Michelle Monaghan has starred in some flashy movies (Source Code, Eagle Eye, Mission: Impossible 3), but every now and then she likes to dress down her résumé with working-class roles (Gone Baby Gone, Trucker, and North Country). In this week's Machine Gun Preacher, she plays the wife of real-life preacher Sam Childers (Gerard Butler), a former alcoholic and junkie who, after finding God, traveled to Sudan to build orphanages for children. His devotion to his work starts to wreak havoc on the home front. We spoke with Monaghan about playing such a resilient character, responding to “white savior” criticism, and going to college for investigative journalism.

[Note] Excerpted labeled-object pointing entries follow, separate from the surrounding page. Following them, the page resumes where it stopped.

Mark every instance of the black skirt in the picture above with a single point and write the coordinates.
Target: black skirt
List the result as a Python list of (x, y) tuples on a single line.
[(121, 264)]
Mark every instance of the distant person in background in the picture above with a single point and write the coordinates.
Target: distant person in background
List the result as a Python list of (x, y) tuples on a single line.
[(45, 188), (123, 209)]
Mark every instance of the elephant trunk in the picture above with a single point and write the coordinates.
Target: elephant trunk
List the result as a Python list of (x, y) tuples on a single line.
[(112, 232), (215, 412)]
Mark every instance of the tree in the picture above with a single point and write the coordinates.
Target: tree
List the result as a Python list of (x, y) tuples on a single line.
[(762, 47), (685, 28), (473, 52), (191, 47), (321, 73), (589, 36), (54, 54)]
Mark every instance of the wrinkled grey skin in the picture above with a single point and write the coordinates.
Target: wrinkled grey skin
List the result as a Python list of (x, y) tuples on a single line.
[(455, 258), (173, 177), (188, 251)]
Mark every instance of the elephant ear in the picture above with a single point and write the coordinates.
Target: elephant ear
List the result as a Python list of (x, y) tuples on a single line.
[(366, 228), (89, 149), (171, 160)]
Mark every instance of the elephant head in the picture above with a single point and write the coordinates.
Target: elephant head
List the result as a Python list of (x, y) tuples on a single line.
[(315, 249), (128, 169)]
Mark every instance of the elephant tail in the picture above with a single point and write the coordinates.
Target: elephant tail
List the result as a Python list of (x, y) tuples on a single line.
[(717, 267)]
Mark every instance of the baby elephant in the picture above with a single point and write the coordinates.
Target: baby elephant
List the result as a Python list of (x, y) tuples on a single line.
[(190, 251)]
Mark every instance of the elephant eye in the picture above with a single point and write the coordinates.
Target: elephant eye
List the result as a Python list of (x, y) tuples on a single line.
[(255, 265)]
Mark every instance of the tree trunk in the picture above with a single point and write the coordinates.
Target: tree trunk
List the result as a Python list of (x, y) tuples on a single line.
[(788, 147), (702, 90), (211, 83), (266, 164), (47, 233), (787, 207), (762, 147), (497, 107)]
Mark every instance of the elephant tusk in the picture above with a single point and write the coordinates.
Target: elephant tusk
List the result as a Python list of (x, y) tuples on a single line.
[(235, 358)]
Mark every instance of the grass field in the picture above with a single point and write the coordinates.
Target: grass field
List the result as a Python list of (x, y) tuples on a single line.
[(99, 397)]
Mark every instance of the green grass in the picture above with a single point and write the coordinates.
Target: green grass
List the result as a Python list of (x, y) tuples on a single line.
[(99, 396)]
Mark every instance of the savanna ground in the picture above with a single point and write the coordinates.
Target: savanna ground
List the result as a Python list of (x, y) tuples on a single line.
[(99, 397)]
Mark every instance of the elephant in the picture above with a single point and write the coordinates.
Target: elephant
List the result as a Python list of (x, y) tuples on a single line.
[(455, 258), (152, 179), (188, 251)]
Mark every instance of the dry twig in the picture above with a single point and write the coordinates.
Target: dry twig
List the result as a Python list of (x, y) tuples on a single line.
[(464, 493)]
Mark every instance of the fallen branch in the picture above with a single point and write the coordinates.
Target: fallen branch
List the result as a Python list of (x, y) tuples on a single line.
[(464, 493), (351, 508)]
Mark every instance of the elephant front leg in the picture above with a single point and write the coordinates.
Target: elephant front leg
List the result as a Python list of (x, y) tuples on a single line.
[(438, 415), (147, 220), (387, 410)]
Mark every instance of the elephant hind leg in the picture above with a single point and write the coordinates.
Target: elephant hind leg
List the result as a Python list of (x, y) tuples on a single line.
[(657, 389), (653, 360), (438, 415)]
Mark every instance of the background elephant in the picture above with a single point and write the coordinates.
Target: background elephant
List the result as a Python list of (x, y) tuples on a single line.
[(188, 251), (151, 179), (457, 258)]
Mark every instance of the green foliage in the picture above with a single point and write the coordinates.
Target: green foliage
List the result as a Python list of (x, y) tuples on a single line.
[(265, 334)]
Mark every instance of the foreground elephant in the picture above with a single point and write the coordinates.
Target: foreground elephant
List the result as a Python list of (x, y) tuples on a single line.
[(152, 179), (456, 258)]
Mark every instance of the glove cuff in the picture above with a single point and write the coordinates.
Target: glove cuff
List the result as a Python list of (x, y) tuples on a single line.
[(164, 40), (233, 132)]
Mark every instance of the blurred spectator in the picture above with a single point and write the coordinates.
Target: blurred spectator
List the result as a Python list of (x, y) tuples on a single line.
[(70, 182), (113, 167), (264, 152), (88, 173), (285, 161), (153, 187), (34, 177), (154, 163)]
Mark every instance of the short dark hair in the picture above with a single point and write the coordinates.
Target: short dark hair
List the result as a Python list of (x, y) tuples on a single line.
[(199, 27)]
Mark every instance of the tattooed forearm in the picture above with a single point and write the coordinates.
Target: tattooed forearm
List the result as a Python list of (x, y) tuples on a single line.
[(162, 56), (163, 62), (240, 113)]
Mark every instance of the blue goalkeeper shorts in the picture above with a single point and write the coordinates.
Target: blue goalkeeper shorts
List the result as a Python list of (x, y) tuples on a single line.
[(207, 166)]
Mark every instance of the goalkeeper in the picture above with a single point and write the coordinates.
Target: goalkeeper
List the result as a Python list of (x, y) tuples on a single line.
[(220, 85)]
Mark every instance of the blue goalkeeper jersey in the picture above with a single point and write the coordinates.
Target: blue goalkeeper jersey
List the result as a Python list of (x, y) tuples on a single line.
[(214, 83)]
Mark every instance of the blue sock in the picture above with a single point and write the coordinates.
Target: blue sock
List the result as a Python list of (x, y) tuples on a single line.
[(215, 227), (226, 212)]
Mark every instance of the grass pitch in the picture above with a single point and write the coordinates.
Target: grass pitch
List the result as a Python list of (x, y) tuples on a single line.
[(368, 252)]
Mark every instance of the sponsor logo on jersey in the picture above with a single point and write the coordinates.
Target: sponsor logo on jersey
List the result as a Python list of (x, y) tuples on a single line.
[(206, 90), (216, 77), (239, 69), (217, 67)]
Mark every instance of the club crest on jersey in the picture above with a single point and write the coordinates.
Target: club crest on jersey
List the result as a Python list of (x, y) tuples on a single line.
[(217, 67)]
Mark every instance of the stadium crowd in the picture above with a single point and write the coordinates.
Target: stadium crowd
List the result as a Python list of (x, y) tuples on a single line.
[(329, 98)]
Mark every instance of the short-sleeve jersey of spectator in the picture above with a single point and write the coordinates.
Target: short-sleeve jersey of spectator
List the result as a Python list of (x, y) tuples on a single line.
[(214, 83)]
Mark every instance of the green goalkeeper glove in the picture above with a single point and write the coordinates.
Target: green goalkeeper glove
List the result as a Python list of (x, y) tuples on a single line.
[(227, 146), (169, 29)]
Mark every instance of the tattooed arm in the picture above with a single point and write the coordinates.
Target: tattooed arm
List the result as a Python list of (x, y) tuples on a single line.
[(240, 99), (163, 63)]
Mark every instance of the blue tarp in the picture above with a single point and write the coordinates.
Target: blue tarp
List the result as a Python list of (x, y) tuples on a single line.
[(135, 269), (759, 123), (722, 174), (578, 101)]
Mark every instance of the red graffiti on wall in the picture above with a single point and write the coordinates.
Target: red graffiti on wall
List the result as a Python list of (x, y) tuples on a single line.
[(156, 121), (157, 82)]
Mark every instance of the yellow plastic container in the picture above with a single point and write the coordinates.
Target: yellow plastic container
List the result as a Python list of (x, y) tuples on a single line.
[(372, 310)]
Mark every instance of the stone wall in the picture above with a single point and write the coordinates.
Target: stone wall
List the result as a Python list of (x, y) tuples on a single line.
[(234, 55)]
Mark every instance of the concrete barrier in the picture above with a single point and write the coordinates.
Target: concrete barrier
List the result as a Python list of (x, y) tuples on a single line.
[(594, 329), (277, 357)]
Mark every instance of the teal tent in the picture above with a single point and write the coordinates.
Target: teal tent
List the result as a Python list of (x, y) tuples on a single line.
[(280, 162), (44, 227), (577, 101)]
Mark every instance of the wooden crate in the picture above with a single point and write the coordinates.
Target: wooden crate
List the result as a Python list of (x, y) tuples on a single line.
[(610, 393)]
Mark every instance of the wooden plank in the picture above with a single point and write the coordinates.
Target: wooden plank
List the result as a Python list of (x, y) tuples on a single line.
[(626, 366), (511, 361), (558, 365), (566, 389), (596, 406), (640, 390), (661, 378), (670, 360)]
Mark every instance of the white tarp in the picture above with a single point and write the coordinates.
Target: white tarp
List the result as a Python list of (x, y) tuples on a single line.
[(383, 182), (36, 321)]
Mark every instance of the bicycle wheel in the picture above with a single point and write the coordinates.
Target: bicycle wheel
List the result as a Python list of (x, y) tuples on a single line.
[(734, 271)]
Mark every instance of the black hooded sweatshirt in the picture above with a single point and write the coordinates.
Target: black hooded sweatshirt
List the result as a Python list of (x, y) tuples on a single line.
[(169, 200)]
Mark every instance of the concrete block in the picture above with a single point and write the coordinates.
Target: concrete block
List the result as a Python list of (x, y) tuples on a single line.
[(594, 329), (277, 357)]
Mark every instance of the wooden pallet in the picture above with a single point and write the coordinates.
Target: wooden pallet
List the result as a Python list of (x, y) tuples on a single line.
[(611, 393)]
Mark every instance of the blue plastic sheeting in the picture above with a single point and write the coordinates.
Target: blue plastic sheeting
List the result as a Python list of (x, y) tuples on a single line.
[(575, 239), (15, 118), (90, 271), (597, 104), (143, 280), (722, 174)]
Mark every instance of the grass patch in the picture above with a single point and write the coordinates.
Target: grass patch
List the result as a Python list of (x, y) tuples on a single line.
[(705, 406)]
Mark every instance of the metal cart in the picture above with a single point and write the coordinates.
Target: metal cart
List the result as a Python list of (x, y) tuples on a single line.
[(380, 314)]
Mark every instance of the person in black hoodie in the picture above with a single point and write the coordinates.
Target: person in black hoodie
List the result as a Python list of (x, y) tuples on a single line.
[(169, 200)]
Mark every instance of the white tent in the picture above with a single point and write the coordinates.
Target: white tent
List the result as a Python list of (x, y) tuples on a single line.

At one point in the movie, the pre-reformed Sam calls your character a “fucking junkie stripper.” Was that a real line from their life?
Yeah. Listen, they went through hell and back. The reality is he’s spending a lot of money, he sold their business, he mortgaged their home, they lost their home. These are serious things that most couples probably could not withstand. It has not been an easy road for either of them, but it’s also a real testament to standing by your man through thick and thin and loving someone unconditionally and really keeping it in perspective.
A lot of the movie centers on Sam’s religious transformation. How conscious were you and director Marc Forster of the film being too religious for secular audiences?
I think that obviously it deals with God and religion, and that was clearly the catalyst for Sam and Lynn to turn their lives around. I don’t think you needed to beat it over the head to understand this was the inspiration.
Are you religious yourself?
I was raised Catholic. I wouldn’t say I’m a practicing Catholic, but I would say that I’m a very spiritual person and definitely believe there’s a higher power at work in my life. I’m certainly not immune to that idea. But religion for me had nothing to do with his movie, outside of Lynn.
I’ve been reading some of the early buzz on the film, and some people are writing it off as another “white savior” story, where the white guy goes to Africa and saves the day. What’s your reaction to that sort of criticism?
I just really don’t buy into it. I’ve gotta be honest with you, I don’t read those things. Everybody has their point of view. I’ve watched this movie with a lot of audiences now to where I can tell you people are being really moved. So I much prefer to listen to what the audiences have to say as opposed to what critics have to say. It’s their job to be critical and it’s my job to move people.
The movie really emphasizes how a little bit of money can go a long way in Sudan. Did it ever feel a little surreal to be making a Hollywood film with a budget that could probably fund a fair chunk of operating costs for Childers’ orphanages?
It actually felt really great, because we were bringing more attention to Sam’s cause, and as a result of making this movie for X amount of dollars — which, by the way, it’s a relatively low budget considering we shot on two different continents — on a daily basis now Sam has seen a lot of money come in. So if us making a movie for a few million dollars allows us to kind of get his message out there in some sort of way ...
You’ve done a wide variety of movies. Does that variety reflect the kind of scripts that actually land on your desk, or are there certain types of scripts that you tend to get a lot of?
I get a lot of different kinds of movies. It really depends on what side of the bed I wake up on what I feel like doing next. I can tell you broadly I’d love to do a period film one day. I’ve been saying for two years that I wanna do a psychological thriller, and now I’m gonna have the opportunity to do that in a few months.
I assume the psychological thriller is Penthouse North, with Michael Keaton. You’re playing a journalist, which is interesting because I read somewhere that you’re one semester short of a journalism degree.
Yeah. Investigative journalism. I wanted to right the wrongs of the world, pretty much. I still do, just in a different way.
So does your little bit of journalism education give you enough empathy to endure press junkets?
Oh, you know what? I don’t actually mind press junkets. Listen, they’re kind of grueling in a sense that the days are long and I start to lose my voice by the end, but I don’t mind talking about the movies that I’m in, fortunately. I don’t sign up to do movies if I don’t wanna see them in the movie theater. That’s kind of my gauge, and fortunately with a movie like Machine Gun Preacher, people ask smart questions. At the end of the day, we’re all doing our job, right?